The problem of business liability is that it is very difficult to determine who is at fault for criminal behavior in large organizations. I think that non-incorporated businesses have the same issues as corporations. In fact all large organizations have the same issue. That is also one reason that government officials are rarely charged. Of course there are laws that shield government employees, and government officials are often cronies of the prosecutors, so being part of large organizations aren’t the only reason for rare gov’t prosecutions.
Tom West
Jul 29 2014 at 12:05am
Just like people, corporations can kill without gross neglect.

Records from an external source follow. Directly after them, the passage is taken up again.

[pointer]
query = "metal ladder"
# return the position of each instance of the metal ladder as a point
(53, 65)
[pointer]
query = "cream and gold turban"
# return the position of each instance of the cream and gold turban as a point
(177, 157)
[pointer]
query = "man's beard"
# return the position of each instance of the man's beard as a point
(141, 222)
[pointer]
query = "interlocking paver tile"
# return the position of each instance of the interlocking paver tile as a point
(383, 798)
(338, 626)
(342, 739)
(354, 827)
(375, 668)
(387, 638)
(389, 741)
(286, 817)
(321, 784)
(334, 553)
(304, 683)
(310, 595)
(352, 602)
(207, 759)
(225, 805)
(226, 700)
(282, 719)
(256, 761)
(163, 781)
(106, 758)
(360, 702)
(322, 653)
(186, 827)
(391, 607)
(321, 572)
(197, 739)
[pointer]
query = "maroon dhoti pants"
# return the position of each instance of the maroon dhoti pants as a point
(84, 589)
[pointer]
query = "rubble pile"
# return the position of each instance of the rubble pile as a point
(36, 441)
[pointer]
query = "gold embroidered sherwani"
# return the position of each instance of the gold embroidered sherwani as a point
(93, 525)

Many things simply have some danger, like shipping chemicals or making fireworks.
The question really becomes “without government, how do you prevent companies from performing hazardous tasks that do not have the assets to pay for possible judgements awarded against them?”
BMan
Jul 29 2014 at 1:16pm
While we are worrying about the piercing of corporate veils, ought we not take notice of the wall of sovereign immunity that surrounds the government actors in this story? The point of the post was that government intervention creates serious problems, which prompts more government intervention, which can make things even worse, even while the people causing the problem are immune.
In this case, government subsidies to the politically active agricultural-industrial complex caused massive quantities of ethanol to move by rail (it can’t move by pipeline), at great cost and risk to the general public. Then environmental restrictions on oil pipelines — perhaps aided and abetted by those same ethanol interests — forced oil to move increasingly by rail. As we keep piling on more and more government “solutions,” we need to ask whether all these cures might be worse than the disease.